Comment expliquer à la fois qu’il y a un danger de décrochage scolaire et faire rentrer des enfants de quatre ans alors que dans ce cas ce sont les ados qui sont les plus concernés ? S’interroge en substance l’élu amandinois. Sauf si on considère que l’ado est autonome et peut se débrouiller à la maison. Remettre les plus petits à l’école, c’est remettre les parents au travail. La ficelle est un peu grosse pour Alain Bocquet qui s’inquiète aussi de l’incohérence de certaines règles : « Pourquoi indiquer des classes de 15 élèves et limiter les rencontres d’adultes à dix personnes ? » Saint-Amand-les-Eaux, c’est 1 375 élèves dans 163 classes sur 13 écoles dont sept maternelles. Un nombre impressionnant de mètres carrés, 15 000, rien que pour les classes. 27 000 m2 si on ajoute les lieux annexes pour le sport, la culture, l’informatique... Plus les lieux de repas, les espaces de détente, les cours de récré, et les portes, les fenêtres, les objets pédagogiques. Le maire ne s’est pas amusé à tout mesurer mais il a vite évalué la tâche qui incomberait en quelques jours aux employés municipaux, aux entreprises spécialisées, pour tout nettoyer, tout désinfecter. Pas question de rigoler là-dessus. « La règle sanitaire doit être prioritaire. » « C’est une dame, pleine de bon sens qui m’a interpellé là-dessus, raconte Alain Bocquet, elle m’a dit : “Monsieur le maire, l’éducation peut toujours se rattraper, notre santé et notre vie non.” » Ou cette institutrice de maternelle qui lui confie à la fois son amour pour ses élèves et la peur pour elle et ses propres enfants...

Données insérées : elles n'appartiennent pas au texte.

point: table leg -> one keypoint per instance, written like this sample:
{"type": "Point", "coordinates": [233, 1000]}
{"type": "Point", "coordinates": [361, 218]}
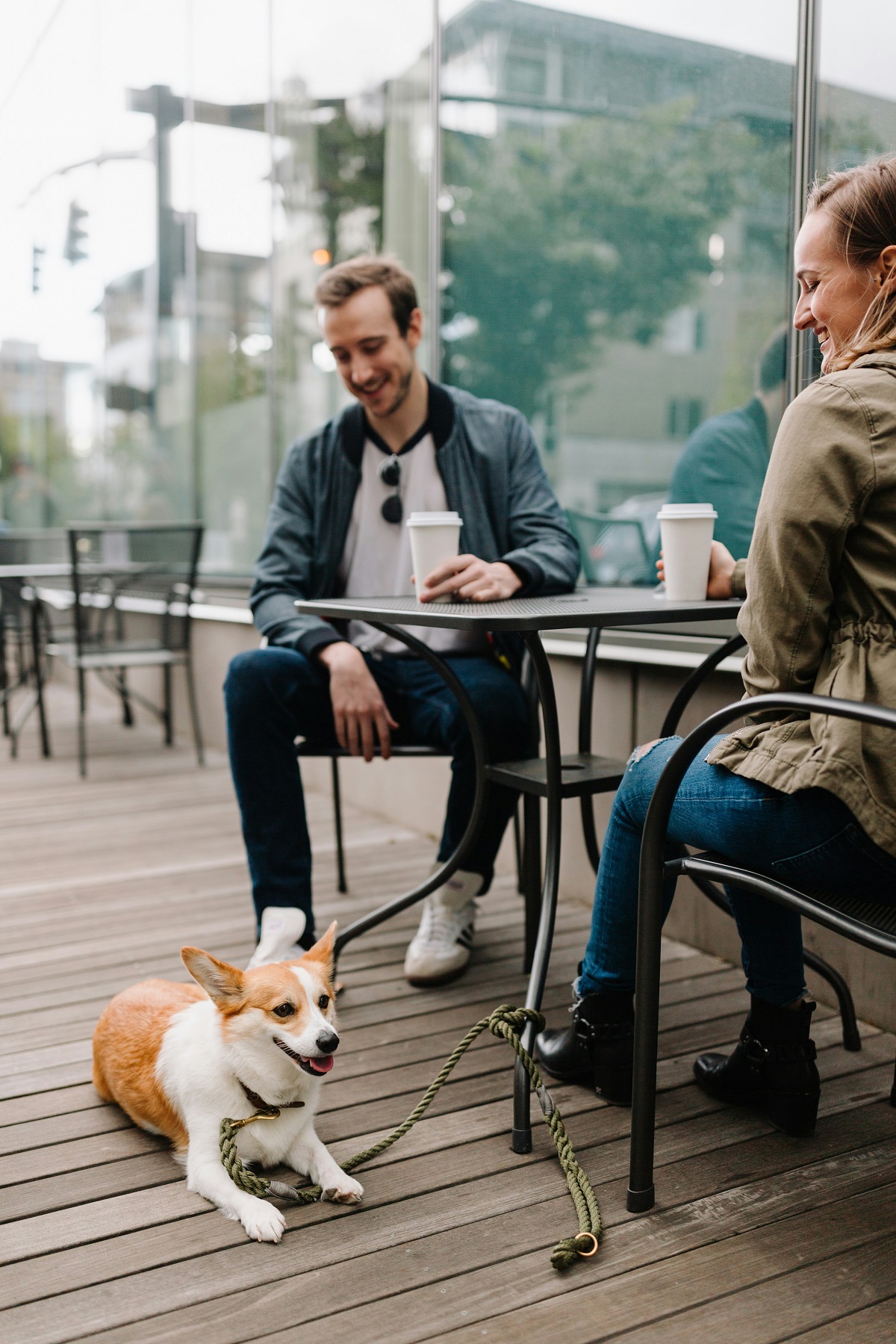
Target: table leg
{"type": "Point", "coordinates": [38, 674]}
{"type": "Point", "coordinates": [521, 1136]}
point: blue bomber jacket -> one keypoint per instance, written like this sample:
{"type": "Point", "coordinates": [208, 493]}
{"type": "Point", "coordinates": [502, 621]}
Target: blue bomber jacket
{"type": "Point", "coordinates": [494, 477]}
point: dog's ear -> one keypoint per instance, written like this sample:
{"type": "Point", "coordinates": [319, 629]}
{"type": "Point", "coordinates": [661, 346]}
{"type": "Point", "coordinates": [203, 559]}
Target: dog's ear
{"type": "Point", "coordinates": [222, 982]}
{"type": "Point", "coordinates": [323, 950]}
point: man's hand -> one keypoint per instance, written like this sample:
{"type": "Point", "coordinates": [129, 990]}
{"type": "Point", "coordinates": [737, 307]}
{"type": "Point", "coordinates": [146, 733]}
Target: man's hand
{"type": "Point", "coordinates": [358, 702]}
{"type": "Point", "coordinates": [472, 580]}
{"type": "Point", "coordinates": [722, 566]}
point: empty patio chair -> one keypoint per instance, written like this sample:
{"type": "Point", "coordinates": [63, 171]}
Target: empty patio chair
{"type": "Point", "coordinates": [121, 570]}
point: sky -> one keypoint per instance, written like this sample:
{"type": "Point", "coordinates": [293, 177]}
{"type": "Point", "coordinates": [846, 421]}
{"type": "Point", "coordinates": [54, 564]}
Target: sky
{"type": "Point", "coordinates": [65, 102]}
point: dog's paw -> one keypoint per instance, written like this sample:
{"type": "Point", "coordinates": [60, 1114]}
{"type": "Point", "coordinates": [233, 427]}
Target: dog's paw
{"type": "Point", "coordinates": [344, 1191]}
{"type": "Point", "coordinates": [264, 1222]}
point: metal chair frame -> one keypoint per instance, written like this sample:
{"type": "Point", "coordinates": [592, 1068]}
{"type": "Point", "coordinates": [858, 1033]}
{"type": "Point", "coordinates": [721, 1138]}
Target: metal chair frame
{"type": "Point", "coordinates": [527, 836]}
{"type": "Point", "coordinates": [97, 593]}
{"type": "Point", "coordinates": [869, 923]}
{"type": "Point", "coordinates": [852, 1041]}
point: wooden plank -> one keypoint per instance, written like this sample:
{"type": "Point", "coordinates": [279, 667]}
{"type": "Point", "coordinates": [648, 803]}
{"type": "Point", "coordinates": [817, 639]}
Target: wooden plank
{"type": "Point", "coordinates": [602, 1310]}
{"type": "Point", "coordinates": [388, 1278]}
{"type": "Point", "coordinates": [771, 1310]}
{"type": "Point", "coordinates": [131, 1251]}
{"type": "Point", "coordinates": [871, 1325]}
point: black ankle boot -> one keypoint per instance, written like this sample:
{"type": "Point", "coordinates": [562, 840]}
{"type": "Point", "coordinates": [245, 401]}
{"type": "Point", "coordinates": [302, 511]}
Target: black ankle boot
{"type": "Point", "coordinates": [597, 1049]}
{"type": "Point", "coordinates": [773, 1068]}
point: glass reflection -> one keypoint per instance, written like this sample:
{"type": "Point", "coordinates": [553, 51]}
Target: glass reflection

« Pas question de transformer nos enfants en cobayes. » Pour le maire, le report à septembre s’impose comme l’a préconisé le Comité scientifique – le même derrière lequel le gouvernement se retranchait quand ça l’arrangeait pour ne pas prendre de décisions. L’objectif est de préparer une rentrée au top niveau, avec 10 à 15 tables maximum par classe s’il est nécessaire de garder les distances. Alain Bocquet va plus loin. Il propose même de réfléchir à de nouveaux locaux, intégrant les questions de circulation sans se croiser, des matériels pédagogiques adaptés. Il craint beaucoup l’amateurisme dans lequel certains maires sont poussés par la pression des préfets et du gouvernement. « Nous avons reçu un document de 63 pages qui ressemble à un plan Ikea. À la fin, il manque toujours un élément pour que ce soit complet. »

Un mauvais kit Ikea

Une école est ouverte dans la ville pour les enfants des soignants, des personnels requis. Une mission déjà difficile, mais accomplie avec le plus grand soin par les enseignants et le personnel communal. Concret, respectueux des règles et des normes, le maire pense à la restauration scolaire, au nettoyage... En cas de problème, c’est le maire qui rend des comptes « pour une décision de l’État, pour une mission d’État comme l’Éducation nationale ».

Alors que pour la moindre ouverture d’établissement, une commission de sécurité doit obligatoirement passer pour accorder l’autorisation, avec le préfet, les pompiers, la police, le maire, « et s’il y a un centimètre de trop ou de moins dans un escalier, la commission peut tout bloquer » rappelle-t-il. Or, ici, « aucune commission ne vient valider les conditions d’hygiène ». Il refuse dans ce cas de rester le petit doigt sur la couture du pantalon comme certains maires. Visionnaire, il préfère avancer et propose déjà la création et l’organisation d’une commission spécifique réunissant tous les intervenants : l’Agence régionale de Santé, l’Éducation nationale, le comité de parents ou le conseil d’école, la Ville et le préfet.

« Et que nous décidions ensemble en signant ensemble après l’examen des écoles, chacun assume et nous partageons les responsabilités de cette manière. » Alain Bocquet pense aussi au personnel nécessaire, à sa formation. Et l’été doit servir à préparer l’école de l’après-Covid. Il envisage de réunir déjà architectes, médecins, entreprises de nettoyage, enseignants... pour y réfléchir, chercher de nouvelles normes. Pas question de se contenter d’un catalogue de mesures quand il faut réfléchir au changement.